By Pat Connell, State Representative, HD 87
The DNRC is currently responding to a Legislative directive to produce an updated Water Supply Plan for Montana. I want to highlight a simple, but extremely important fact that seemed at least to be downplayed and possibly overlooked from what I heard at the recent Montana Watershed Coordination Council meeting: the headwaters. Downstream in our state, the various Conservation Districts are doing yeoman work, which I applaud, along with all Montana irrigators and water users. They understand the critical importance of available water for their use during the critical later summer and early fall seasons.
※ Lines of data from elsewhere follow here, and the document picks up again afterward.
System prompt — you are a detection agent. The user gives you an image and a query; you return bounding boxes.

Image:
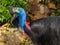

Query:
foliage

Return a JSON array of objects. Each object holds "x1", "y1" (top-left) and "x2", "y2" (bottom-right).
[{"x1": 0, "y1": 0, "x2": 28, "y2": 22}]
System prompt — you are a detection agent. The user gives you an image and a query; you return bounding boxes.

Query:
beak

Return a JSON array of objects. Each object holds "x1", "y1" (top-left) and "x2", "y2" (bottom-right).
[{"x1": 11, "y1": 14, "x2": 18, "y2": 24}]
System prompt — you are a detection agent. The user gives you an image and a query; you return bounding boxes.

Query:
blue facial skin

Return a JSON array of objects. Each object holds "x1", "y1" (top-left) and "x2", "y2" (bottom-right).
[{"x1": 18, "y1": 8, "x2": 26, "y2": 29}]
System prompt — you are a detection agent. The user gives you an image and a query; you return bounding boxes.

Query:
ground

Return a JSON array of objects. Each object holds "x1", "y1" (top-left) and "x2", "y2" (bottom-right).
[{"x1": 0, "y1": 23, "x2": 34, "y2": 45}]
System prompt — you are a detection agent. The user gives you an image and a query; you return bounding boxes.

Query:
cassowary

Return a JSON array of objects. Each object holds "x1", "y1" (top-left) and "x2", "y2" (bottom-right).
[
  {"x1": 25, "y1": 16, "x2": 60, "y2": 45},
  {"x1": 10, "y1": 6, "x2": 60, "y2": 45}
]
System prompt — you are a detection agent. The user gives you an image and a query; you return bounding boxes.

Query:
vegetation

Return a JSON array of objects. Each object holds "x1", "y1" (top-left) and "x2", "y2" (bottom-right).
[{"x1": 0, "y1": 0, "x2": 28, "y2": 23}]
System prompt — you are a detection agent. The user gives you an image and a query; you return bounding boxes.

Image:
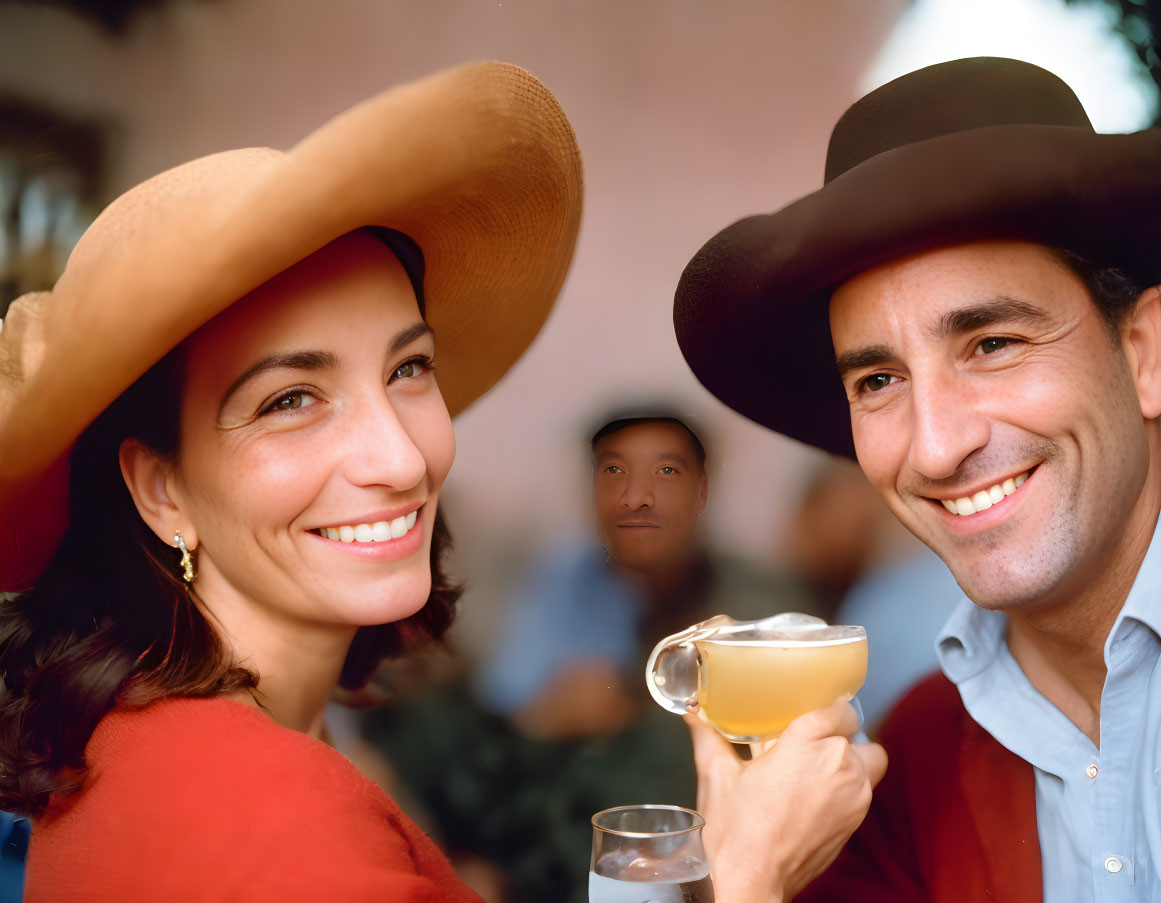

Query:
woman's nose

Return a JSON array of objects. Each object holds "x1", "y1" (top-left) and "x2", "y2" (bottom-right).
[{"x1": 344, "y1": 397, "x2": 427, "y2": 490}]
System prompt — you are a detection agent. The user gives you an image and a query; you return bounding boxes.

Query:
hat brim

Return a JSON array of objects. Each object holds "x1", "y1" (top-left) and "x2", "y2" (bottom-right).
[
  {"x1": 0, "y1": 63, "x2": 582, "y2": 590},
  {"x1": 673, "y1": 125, "x2": 1161, "y2": 457}
]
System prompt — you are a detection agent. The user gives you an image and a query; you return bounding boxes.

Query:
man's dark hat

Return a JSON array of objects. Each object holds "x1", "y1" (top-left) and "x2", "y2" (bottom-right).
[{"x1": 673, "y1": 57, "x2": 1161, "y2": 456}]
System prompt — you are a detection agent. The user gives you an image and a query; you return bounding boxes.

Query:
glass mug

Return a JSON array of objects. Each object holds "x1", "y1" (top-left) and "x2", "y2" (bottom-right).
[
  {"x1": 646, "y1": 612, "x2": 867, "y2": 743},
  {"x1": 589, "y1": 806, "x2": 714, "y2": 903}
]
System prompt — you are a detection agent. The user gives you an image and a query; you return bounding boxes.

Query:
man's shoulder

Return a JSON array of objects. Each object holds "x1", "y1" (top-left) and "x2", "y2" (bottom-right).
[{"x1": 878, "y1": 671, "x2": 971, "y2": 753}]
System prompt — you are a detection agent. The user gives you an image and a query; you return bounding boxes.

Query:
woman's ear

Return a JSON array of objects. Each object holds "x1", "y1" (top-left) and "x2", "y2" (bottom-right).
[
  {"x1": 117, "y1": 439, "x2": 197, "y2": 549},
  {"x1": 1124, "y1": 286, "x2": 1161, "y2": 420}
]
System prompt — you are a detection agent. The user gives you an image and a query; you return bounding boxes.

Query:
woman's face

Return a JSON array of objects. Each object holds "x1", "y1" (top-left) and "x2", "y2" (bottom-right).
[{"x1": 171, "y1": 233, "x2": 455, "y2": 627}]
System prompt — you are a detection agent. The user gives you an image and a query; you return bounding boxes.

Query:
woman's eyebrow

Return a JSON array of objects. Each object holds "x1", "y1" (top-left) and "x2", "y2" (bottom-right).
[
  {"x1": 387, "y1": 322, "x2": 433, "y2": 355},
  {"x1": 218, "y1": 352, "x2": 339, "y2": 413}
]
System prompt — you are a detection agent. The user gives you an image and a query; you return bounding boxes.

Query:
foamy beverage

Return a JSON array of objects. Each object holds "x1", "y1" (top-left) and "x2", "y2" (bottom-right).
[{"x1": 646, "y1": 613, "x2": 867, "y2": 743}]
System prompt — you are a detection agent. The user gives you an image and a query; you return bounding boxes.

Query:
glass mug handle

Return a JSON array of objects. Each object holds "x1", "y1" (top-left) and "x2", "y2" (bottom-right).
[{"x1": 646, "y1": 614, "x2": 737, "y2": 715}]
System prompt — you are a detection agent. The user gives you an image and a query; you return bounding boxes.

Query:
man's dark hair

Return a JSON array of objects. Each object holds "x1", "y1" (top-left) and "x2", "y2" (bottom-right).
[
  {"x1": 1052, "y1": 247, "x2": 1146, "y2": 340},
  {"x1": 589, "y1": 414, "x2": 706, "y2": 470}
]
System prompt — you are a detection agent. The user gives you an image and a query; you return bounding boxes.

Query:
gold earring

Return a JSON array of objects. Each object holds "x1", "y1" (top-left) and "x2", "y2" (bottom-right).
[{"x1": 173, "y1": 530, "x2": 197, "y2": 583}]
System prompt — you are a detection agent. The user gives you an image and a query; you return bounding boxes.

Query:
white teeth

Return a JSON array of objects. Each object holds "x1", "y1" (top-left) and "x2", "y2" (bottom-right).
[
  {"x1": 318, "y1": 511, "x2": 419, "y2": 542},
  {"x1": 939, "y1": 471, "x2": 1027, "y2": 516},
  {"x1": 972, "y1": 490, "x2": 991, "y2": 511}
]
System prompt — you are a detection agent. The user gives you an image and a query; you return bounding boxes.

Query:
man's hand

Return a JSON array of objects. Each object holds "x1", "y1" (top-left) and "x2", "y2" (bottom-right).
[{"x1": 685, "y1": 702, "x2": 887, "y2": 903}]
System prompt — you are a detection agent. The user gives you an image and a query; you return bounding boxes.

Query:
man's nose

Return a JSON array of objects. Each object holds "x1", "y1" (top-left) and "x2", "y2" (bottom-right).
[
  {"x1": 621, "y1": 475, "x2": 654, "y2": 511},
  {"x1": 342, "y1": 396, "x2": 427, "y2": 491},
  {"x1": 908, "y1": 375, "x2": 991, "y2": 479}
]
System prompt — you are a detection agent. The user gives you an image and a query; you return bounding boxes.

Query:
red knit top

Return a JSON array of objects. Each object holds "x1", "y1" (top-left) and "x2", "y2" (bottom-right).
[{"x1": 24, "y1": 699, "x2": 479, "y2": 903}]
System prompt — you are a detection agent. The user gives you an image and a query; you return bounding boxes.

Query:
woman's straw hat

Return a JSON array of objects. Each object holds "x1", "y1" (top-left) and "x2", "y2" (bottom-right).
[{"x1": 0, "y1": 63, "x2": 582, "y2": 591}]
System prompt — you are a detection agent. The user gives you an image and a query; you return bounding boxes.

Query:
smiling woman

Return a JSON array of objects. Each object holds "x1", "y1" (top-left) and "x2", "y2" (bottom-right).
[{"x1": 0, "y1": 64, "x2": 581, "y2": 901}]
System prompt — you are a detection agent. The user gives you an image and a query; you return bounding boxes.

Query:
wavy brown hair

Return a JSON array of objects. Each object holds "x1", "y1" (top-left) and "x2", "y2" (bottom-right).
[{"x1": 0, "y1": 283, "x2": 460, "y2": 816}]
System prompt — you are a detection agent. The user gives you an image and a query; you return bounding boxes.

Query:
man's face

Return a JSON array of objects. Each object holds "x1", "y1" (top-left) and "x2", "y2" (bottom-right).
[
  {"x1": 592, "y1": 420, "x2": 707, "y2": 572},
  {"x1": 830, "y1": 241, "x2": 1156, "y2": 609}
]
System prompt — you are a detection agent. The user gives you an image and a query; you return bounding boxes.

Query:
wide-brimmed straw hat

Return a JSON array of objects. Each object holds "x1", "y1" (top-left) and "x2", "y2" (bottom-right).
[
  {"x1": 0, "y1": 63, "x2": 582, "y2": 591},
  {"x1": 673, "y1": 58, "x2": 1161, "y2": 456}
]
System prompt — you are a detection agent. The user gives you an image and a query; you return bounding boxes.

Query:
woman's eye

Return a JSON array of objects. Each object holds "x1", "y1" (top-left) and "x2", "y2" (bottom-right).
[
  {"x1": 391, "y1": 357, "x2": 432, "y2": 382},
  {"x1": 975, "y1": 335, "x2": 1012, "y2": 354},
  {"x1": 261, "y1": 389, "x2": 318, "y2": 414},
  {"x1": 860, "y1": 373, "x2": 899, "y2": 392}
]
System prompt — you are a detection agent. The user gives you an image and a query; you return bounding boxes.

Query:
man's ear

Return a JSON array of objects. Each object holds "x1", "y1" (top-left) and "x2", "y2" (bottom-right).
[
  {"x1": 1123, "y1": 286, "x2": 1161, "y2": 420},
  {"x1": 117, "y1": 439, "x2": 197, "y2": 550}
]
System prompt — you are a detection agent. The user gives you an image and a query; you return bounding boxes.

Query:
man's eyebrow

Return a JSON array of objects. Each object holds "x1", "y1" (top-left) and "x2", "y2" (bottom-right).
[
  {"x1": 657, "y1": 452, "x2": 690, "y2": 468},
  {"x1": 835, "y1": 297, "x2": 1050, "y2": 378},
  {"x1": 218, "y1": 351, "x2": 339, "y2": 412},
  {"x1": 835, "y1": 345, "x2": 895, "y2": 378},
  {"x1": 931, "y1": 297, "x2": 1050, "y2": 339}
]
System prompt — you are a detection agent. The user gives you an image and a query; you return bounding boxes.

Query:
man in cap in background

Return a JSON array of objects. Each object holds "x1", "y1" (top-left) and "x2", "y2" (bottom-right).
[{"x1": 675, "y1": 58, "x2": 1161, "y2": 903}]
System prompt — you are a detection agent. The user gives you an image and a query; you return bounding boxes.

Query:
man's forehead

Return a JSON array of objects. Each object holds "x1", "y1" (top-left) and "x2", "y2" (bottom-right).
[
  {"x1": 830, "y1": 240, "x2": 1081, "y2": 341},
  {"x1": 593, "y1": 420, "x2": 693, "y2": 460}
]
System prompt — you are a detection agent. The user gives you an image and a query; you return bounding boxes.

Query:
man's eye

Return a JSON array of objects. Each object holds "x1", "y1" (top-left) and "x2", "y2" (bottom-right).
[
  {"x1": 975, "y1": 335, "x2": 1012, "y2": 354},
  {"x1": 861, "y1": 373, "x2": 899, "y2": 392}
]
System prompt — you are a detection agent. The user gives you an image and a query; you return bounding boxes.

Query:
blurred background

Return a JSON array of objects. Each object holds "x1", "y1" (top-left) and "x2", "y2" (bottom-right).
[{"x1": 0, "y1": 0, "x2": 1161, "y2": 901}]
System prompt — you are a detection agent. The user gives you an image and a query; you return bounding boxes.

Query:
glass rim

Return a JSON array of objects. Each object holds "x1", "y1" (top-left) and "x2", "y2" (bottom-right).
[{"x1": 590, "y1": 803, "x2": 706, "y2": 838}]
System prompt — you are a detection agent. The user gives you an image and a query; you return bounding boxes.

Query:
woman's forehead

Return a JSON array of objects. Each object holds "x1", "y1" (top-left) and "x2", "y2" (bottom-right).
[{"x1": 187, "y1": 232, "x2": 420, "y2": 369}]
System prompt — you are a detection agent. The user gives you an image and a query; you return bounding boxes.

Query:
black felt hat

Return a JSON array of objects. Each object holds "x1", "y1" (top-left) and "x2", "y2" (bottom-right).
[{"x1": 673, "y1": 57, "x2": 1161, "y2": 456}]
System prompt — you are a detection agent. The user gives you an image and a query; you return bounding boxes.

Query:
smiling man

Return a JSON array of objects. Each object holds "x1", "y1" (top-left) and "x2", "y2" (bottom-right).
[{"x1": 675, "y1": 59, "x2": 1161, "y2": 903}]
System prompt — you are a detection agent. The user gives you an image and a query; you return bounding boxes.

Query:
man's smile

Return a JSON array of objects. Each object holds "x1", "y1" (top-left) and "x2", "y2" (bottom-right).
[{"x1": 935, "y1": 470, "x2": 1032, "y2": 518}]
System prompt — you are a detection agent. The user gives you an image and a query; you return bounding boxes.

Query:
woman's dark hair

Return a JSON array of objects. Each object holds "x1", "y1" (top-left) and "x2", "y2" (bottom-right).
[{"x1": 0, "y1": 276, "x2": 460, "y2": 815}]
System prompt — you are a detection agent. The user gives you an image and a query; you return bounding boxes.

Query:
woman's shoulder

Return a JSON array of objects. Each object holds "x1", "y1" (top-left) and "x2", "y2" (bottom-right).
[
  {"x1": 82, "y1": 698, "x2": 390, "y2": 818},
  {"x1": 29, "y1": 699, "x2": 478, "y2": 901}
]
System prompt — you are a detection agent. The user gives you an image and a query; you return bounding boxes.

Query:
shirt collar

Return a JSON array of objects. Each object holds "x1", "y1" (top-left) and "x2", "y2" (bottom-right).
[{"x1": 936, "y1": 587, "x2": 1008, "y2": 684}]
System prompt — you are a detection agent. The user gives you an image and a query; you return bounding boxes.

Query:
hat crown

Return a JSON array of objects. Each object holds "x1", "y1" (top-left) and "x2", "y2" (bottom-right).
[{"x1": 824, "y1": 57, "x2": 1093, "y2": 182}]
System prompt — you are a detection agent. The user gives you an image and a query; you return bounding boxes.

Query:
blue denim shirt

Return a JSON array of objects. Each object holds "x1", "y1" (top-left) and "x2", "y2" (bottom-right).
[{"x1": 936, "y1": 532, "x2": 1161, "y2": 903}]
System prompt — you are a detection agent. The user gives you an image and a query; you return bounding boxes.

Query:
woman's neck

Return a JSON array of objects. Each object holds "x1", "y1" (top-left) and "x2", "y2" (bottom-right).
[{"x1": 192, "y1": 580, "x2": 358, "y2": 737}]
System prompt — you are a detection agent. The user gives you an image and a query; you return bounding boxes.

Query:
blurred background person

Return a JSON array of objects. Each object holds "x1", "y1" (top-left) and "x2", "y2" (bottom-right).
[{"x1": 366, "y1": 405, "x2": 813, "y2": 901}]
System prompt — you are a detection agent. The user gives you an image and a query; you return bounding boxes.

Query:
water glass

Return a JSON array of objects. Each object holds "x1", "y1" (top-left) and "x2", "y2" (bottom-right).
[{"x1": 589, "y1": 806, "x2": 714, "y2": 903}]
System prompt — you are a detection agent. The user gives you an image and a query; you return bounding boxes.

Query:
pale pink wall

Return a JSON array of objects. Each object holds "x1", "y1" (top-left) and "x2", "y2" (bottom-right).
[{"x1": 0, "y1": 0, "x2": 904, "y2": 566}]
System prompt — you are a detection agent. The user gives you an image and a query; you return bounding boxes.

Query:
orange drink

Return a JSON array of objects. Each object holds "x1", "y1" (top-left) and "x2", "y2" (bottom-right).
[
  {"x1": 694, "y1": 636, "x2": 867, "y2": 743},
  {"x1": 646, "y1": 612, "x2": 867, "y2": 743}
]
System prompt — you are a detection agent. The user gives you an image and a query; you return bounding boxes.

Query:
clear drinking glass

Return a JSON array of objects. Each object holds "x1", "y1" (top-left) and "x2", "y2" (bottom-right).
[{"x1": 589, "y1": 806, "x2": 714, "y2": 903}]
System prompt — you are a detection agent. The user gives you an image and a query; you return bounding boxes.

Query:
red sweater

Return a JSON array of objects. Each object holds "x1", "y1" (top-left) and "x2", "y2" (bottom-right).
[
  {"x1": 796, "y1": 674, "x2": 1043, "y2": 903},
  {"x1": 24, "y1": 699, "x2": 479, "y2": 903}
]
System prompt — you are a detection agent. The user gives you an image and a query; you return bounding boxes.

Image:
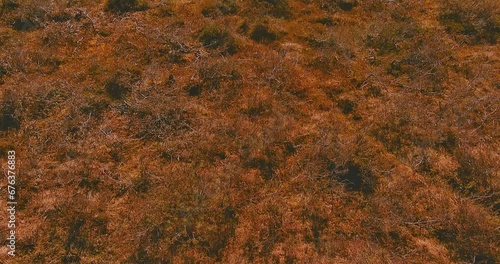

We can, and should support their effort to investigate every possible avenue open to us for the effective conservation and use of water, from improved delivery systems, to more effective irrigation.
The simple fact is that our Conservation Districts, and their irrigators, can only respond to that volume of water entering into their systems. Montana, water conservationists, and regulators are missing the boat if they do not recognize and address the primary fact that effectively all water in Montana stems from headwaters whose landbase is managed by the federal government. The management decisions of the US Forest Service, Bureau of Land Management & US Park Service are having, and will continue to have, a dramatic impact on water volume, quality and timing of flow. This fact requires adequate consideration in the Plan. Simply put, Montana doesn’t need even the current volume of early spring runoff during flood stage; rather, our irrigators need that volume parsed out longer throughout the irrigation season.
The State Water Plan must recognize and emphasize the fact that these waters are a State asset, and especially the fact that since the 2007 Water Compact between Montana and the Forest Service that the feds are effectively subordinate to state water laws and must respond accordingly.
The current spate of headwater drainages that either are allowed to burn by wildfire, or, due to mismanagement of the vegetative fuel buildup cannot be safely suppressed, are already impacting our waters, and this Water Plan needs to analyze this issue in detail. In the 2010 USDA Forest Service RMRS-GTR-231 publication “Cumulative Watershed Effects of Fuel Management in the Western United States,” Chapter 7, “Fuel Management and Water Yield” by Troendle, MacDonald, Luce & Larsen, these scientific experts concluded that the data from 95 watershed experiments conducted in the US showed that, on average, annual runoff increases by nearly 2.5mm for each 1 percent of watershed area harvested [or burnt..poc]. They further conclude that approximately 20 percent of the basal area of the vegetation must be removed before a statistically significant change in annual runoff can be detected. Just imagine the impact when a watershed is burnt by wildfire! It is true that most hydrologic studies on the Forest Service have been conducted to consider the relationship of commercial timber harvest versus water flows; however, the harvest technology has been available for a long time to react and prevent negative water flow responses, whereas with wildfire, there is no management options (other than pre-fire vegetative) when complete drainages within watersheds are burnt.
This is an extremely serious issue for all water users, in particular communities that depend on federally managed watersheds for their water supply.
As a member of the Water Policy Interim Committee, and Vice Chair of the House Natural Resource Committee, I would appreciate assurances from the DNRC prior to the final delivery of the Plan to the EQC and WPIC committees that this issue will be been fully considered in the Plan.